This post originally appeared on Murder Is Everywhere.
It seems all about Harry and Meghan this week. But they’ve made me think about some less glamorous people, too.
An Oprah Winfrey interview of Britain’s Duke and Duchess of Sussex aired three nights ago and opened a rare, uncensored view of personal relationships within Buckingham Palace. Among the many disturbing revelations during the interview were the royal couple’s assertion that Meghan was denied the freedom to get psychiatric care, even when suicidal; and that a member of the family made racist comments about their baby, and they were denied security services and many more things senior royals take for granted. Harry and Meghan also expressed pain about cruel and untrue stories about Meghan that flourished in British tabloids that led to a nationalistic rage against her—a situation they believe could have been curtailed if Buckingham Palace had stood behind her.
I had an inkling that things were not right in Kensington Palace, but like most people, I bought the party line that the Sussexes had departed the palace without warning, supposedly blind-siding the Queen. In the interview, the couple made clear there had been months of planning for the departure. The nasty “Megxit” stories were just an extension of the hatchet job done before.
I was surprised and happy when Prince Harry fell in love with Meghan Markle. I’d assumed he’d marry a society or noblewoman—instead, he found happiness with a biracial woman from Los Angeles who already had found success as an actor. Through her blogging and volunteer work, Meghan had proved herself both a feminist and a champion of marginalized people. She was beautiful, inside and out.
Harry and Meghan’s romance also appealed to me because I was once was “Her Majesty’s Subject.” I was born in Sussex to parents from India and Germany. Our family emigrated from England to America in the mid-sixties for two reasons. In the United States, my father could get a professor job based on merit rather than years served at a university. Secondly, my parents feared if we stayed in Britain we would grow up thinking of ourselves as second class citizens. For years, I thought my mother was exaggerating. It wasn’t until much later that my parents shared a few stories of discrimination, and I realized that my hair, skin and name would have stamped me as a remnant of colonization.

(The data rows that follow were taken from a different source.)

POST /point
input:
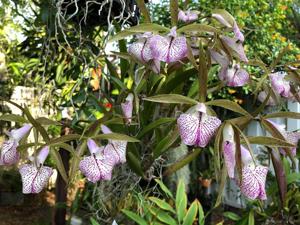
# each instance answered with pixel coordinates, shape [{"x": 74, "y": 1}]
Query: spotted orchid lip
[
  {"x": 253, "y": 181},
  {"x": 9, "y": 154},
  {"x": 34, "y": 179},
  {"x": 280, "y": 85},
  {"x": 171, "y": 48}
]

Our family built a good life in the United States. I suffered hard years in high school, but I went on to have a deeply gratifying college education. I worked in a dream career in newspaper journalism for five years followed by a lengthy and even more fulfilling career writing mystery and historical fiction. In almost every book I’ve written, there was a British character. I think this is because I consider my birthplace a part of who I am.
I married a college classmate, a white man from the Deep South. After seven years of marriage, we adopted two very brown children. This surprised more than a few people. Our diverse family of four drew attention—whether it was ‘good for you!’ smiles beamed at us from cashiers in the grocery store to flat-out queries if the children were ours or where we adopted them from. Less common, but far more offensive, were unasked-for opinions on the children’s skin color.
I believe what Meghan and Harry are saying about racist experiences in England is true. And in my personal social media feed, comments from British people about this issue are likely to be mocking, cynical, and furious. I’m seeing Harry described as ‘venomous’ and Meghan as a ‘grifter.’ When I look at comments from Americans, I see outrage about racism and refusal to help someone in a mental health emergency. We are an ocean apart.
If the palace were to call me for an opinion, this is what I’d advise.
This situation can be saved—just like most family fights.The remedy is apology. That means the family member or the administrator who denied Meghan the freedom to leave the palace to seek medical help must come forward and admit it. Similarly, the family member who commented on Archie’s skin color owns up to it, rather than let everybody else suffer the suspicion. Harry’s official royal salary should be reinstated, as would the family’s security service, when needed. In return for this, Harry and Meghan would continue charitable visiting appearances around the world, while keeping a private home base. There’s no point in asking the British tabloids to do anything differently.
And that’s why it makes sense to stay in Montecito.